Trams are faster than sickly kitties.

So, what is the international sign of distress, now? The waving of arms? The yelling of the words, HELP, HELP? Well, I did those two things because I was feeling so weak, that I wasn’t sure if I was going to pass out. But the tram driver, who was obviously from France, or some place that doesn’t give a shit, shook her head no as I was trying to flag her down and kept driving.

And then as all the open air passengers glided by I yelled out, “Help, I’m having low blood sugar. Help”. And they all looked at me. And...well, did nothing. Yay!

And the tram turnaround thing was maybe only about 150 feet in front of me. You know, the place where the tram makes A STOP. But it didn’t stop, because none of the passengers made any requests, like hey, there’s a girl in distress back there. She looks a little pale. Can we stop for a minute?

So I walked to the turnaround and flagged down a guy and his kid on their bikes. At least they stopped. I told them I thought I might be having a low blood sugar attack, and could they please get the park ranger, and the man said he would. I then went and laid down on the park bench. Kind of felt like a wino or something. But I was feeling so fatigued, and I really wasn’t sure if it was the blood sugar thing or not. My mouth was also really dry. I usually keep glucose tablets in my purse, but I don’t usually carry my purse when I walk.

Smart thinkin’ witty!

Finally after about 7-9 minutes a blonde girl arrived in a truck. She asked if I was all right. Hmm, let me think. Well, I don’t usually lie on park benched looking like Vampira, so we’ll be giving that a negative, good buddy. At first she didn’t want me to get up. She was talking into a walkie talkie giving someone our whereabouts. I finally said I thought I could probably walk, mainly because I really wanted to get to my glucose tabs. I laid against the window as she chattered excitedly. Today was her first day on the job. She usually worked at the snack bar and now she was rescuing people. Yee haw!
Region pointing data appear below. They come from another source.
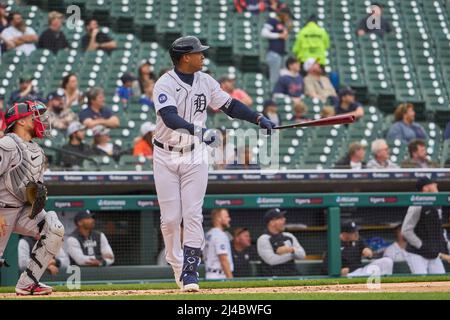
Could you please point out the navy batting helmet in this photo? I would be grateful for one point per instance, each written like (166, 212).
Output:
(185, 45)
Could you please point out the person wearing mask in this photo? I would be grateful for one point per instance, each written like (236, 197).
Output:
(278, 249)
(217, 252)
(18, 35)
(312, 41)
(317, 85)
(86, 246)
(380, 153)
(404, 128)
(276, 30)
(290, 82)
(422, 229)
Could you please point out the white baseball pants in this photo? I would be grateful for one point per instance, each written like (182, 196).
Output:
(181, 186)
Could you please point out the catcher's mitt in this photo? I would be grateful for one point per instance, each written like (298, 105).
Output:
(36, 196)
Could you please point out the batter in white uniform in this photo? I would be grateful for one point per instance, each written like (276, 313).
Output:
(180, 157)
(218, 257)
(22, 161)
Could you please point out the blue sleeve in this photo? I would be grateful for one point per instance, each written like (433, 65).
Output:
(106, 113)
(83, 116)
(238, 110)
(173, 121)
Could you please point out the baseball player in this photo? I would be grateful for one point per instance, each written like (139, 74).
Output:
(180, 157)
(217, 253)
(21, 177)
(422, 229)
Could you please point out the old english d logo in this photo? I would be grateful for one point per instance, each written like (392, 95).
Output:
(200, 103)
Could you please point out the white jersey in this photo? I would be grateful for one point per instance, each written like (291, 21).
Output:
(190, 101)
(217, 243)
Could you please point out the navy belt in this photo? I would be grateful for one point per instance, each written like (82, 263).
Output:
(219, 271)
(175, 149)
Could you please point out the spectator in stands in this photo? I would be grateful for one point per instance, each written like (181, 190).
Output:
(243, 161)
(418, 156)
(374, 22)
(228, 85)
(270, 111)
(353, 250)
(277, 249)
(300, 109)
(144, 144)
(217, 253)
(26, 244)
(26, 90)
(447, 131)
(18, 35)
(145, 73)
(290, 82)
(53, 38)
(60, 118)
(147, 96)
(252, 6)
(316, 84)
(3, 25)
(102, 143)
(2, 114)
(3, 17)
(276, 30)
(86, 246)
(243, 253)
(72, 95)
(94, 39)
(380, 153)
(97, 113)
(76, 134)
(327, 111)
(347, 103)
(396, 251)
(422, 229)
(312, 41)
(354, 158)
(404, 128)
(125, 91)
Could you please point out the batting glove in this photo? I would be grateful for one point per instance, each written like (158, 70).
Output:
(211, 137)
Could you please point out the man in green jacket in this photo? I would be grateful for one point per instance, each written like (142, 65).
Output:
(312, 42)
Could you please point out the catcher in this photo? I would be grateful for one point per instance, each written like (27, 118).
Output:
(23, 195)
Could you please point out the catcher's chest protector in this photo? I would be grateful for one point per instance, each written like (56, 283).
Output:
(29, 168)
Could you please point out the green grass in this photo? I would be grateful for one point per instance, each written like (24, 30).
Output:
(247, 283)
(274, 296)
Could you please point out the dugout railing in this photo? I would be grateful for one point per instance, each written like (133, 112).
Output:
(377, 212)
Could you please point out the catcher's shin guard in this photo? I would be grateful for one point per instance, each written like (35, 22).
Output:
(44, 250)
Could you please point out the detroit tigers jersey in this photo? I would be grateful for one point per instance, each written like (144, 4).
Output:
(217, 243)
(191, 103)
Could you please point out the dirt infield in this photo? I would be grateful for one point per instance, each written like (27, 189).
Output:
(347, 288)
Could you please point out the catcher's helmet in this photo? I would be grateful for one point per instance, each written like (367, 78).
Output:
(185, 45)
(23, 109)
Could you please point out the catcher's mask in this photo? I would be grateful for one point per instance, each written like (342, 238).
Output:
(37, 109)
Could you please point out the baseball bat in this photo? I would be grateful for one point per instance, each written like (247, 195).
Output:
(340, 119)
I actually didn’t know that she wasn’t the actual park ranger until we pulled up next to a big fancy SUV with the words Park Ranger on the side of it. I guess the snack bar comment should have been a tip off. I was then handed over to Ranger Rick and transferred to the back of his vehicle. It had one of those barred structures separating the front seat and the back. Kinda felt like I was in an episode of a COPS. Whee. Hopefully that’ll be the only time I am in the back seat of a “police” vehicle.

Even in my weakened state, I did manage to bitch about being left in the dust by the tram in my hour of need. He said they shouldn’t have done that and that he would talk to them about that. Whether he was just placating me or not, I’m not really sure, since I was laying in the back seat with my eyes closed. So he drove me over to my car. Got to my purse and got my glucose tablet. He did stay with me for about 10 minutes to make sure I didn’t keel over or anything. And the glucose tablet did help. I felt better in about 15 minutes and then I went to the store across the street and got a donut.

Damn, its so fucking exciting to have an excuse to eat donuts.

....Donuts, gotta have ‘em....Low blood sugar, you know.

So, all in all. Not the best of afternoons. I have been putting off a trip to my doctors about this bleeding thing, but this certainly must be related to all this tiredness. I’m supposed to see Married Guy on Monday for my first massage in five weeks. That is very close to a record for the longest time without a massage. And I don’t want to miss that, so I will probably have to make a doctor’s appointment in the afternoon, and see what’s happening.

As much as I grouse about life, I do want to make sure that my Alternate Ending Universe is as fabulous as possible.